Thailand’s PM Says Needs More Time in Office to Prepare for Elections

Thailand’s PM Says Needs More Time in Office to Prepare for Elections
Thailand’s Prime Minister Prayuth Chan-ocha sits in his car after arriving at Air Force Station Palam in New Delhi -Photo Adnan Abidi

BANGKOK – Thai Junta Prime Minister Prayuth Chan-ocha on Tuesday said he needed a little more time in office to prepare the country for a general election, just days after his deputy said a vote planned for this year could be delayed.

Prayuth, installed himself as prime minister in August 2014 after leading a coup that ousted a civilian government, has delayed the date of a general election several times. Most recently, he said an election would take place in November 2018.

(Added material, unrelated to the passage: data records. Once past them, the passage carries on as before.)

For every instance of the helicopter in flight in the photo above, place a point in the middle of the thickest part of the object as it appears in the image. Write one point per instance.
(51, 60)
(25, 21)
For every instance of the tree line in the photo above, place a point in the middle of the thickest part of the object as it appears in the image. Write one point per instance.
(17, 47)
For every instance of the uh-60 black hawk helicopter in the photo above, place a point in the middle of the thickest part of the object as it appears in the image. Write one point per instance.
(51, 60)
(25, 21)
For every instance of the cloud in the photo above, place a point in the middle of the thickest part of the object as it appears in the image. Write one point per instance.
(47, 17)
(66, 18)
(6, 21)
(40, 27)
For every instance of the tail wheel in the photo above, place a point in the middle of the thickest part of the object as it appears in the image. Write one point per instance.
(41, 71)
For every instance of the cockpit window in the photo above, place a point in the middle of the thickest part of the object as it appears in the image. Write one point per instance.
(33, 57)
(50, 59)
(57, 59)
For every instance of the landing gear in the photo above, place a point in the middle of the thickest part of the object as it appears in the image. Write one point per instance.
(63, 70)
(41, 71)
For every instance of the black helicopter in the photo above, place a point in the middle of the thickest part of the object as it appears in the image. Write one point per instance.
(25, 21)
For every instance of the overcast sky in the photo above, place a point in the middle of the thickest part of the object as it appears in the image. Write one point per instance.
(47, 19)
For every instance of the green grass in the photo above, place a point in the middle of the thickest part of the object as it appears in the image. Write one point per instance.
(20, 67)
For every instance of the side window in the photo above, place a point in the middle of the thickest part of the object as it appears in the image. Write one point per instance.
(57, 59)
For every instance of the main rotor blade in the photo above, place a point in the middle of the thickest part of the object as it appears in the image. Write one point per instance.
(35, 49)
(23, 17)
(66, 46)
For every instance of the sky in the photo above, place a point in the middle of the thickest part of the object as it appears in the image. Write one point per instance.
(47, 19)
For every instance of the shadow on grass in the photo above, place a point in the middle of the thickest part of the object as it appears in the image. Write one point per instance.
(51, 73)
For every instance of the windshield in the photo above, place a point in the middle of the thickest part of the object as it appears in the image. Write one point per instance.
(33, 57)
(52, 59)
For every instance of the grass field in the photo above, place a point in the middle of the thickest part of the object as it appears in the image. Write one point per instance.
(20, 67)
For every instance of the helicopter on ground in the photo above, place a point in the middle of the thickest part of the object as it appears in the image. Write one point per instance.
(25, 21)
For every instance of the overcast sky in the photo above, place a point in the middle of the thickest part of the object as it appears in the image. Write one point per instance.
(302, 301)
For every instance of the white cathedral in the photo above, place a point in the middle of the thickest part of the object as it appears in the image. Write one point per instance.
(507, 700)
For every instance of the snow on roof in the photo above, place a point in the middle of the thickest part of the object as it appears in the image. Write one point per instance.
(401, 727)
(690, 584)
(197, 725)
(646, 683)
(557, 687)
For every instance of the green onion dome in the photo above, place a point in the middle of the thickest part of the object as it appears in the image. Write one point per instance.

But last week Thailand’s parliamentary body voted to postpone enforcement of a new election law by 90 days, dragging out the time-frame. At the time, the deputy prime minister said parliament’s decision could delay the election until 2019.

“Please give me some time to lay the foundation for the country, that’s all,” Prayuth told reporters after a weekly cabinet meeting on Tuesday.

“The length of this time depends on the law,” he said, referring to last week’s parliamentary decision.

He did not give further details. Prayuth is under pressure at home and abroad to return to civilian governance.

Rangsiman Rome (C) speaks during a protest against junta delaying polls in Bangkok, Thailand January 27, 2018. – Photo Athit Perawongmetha

On Saturday, activists demanding an election this year gathered at a pedestrian bridge in central Bangkok, in a rare show of dissent.

Government critics say the junta is deliberately delaying the vote in order to tighten its grip on power by ensuring that its allies win the vote.

Some critics say Prayuth would like to stay in power after a general election. Thailand’s new constitution, which took effect last year, allows for an appointed prime minister.

Others have warned the junta needs to return Thailand to civilian rule within its promised timeframe, or risk fanning flames of discontent.

Prayuth addressed questions about waning public support.

“This is normal. Any government in their third year all encounter this,” he said on Tuesday.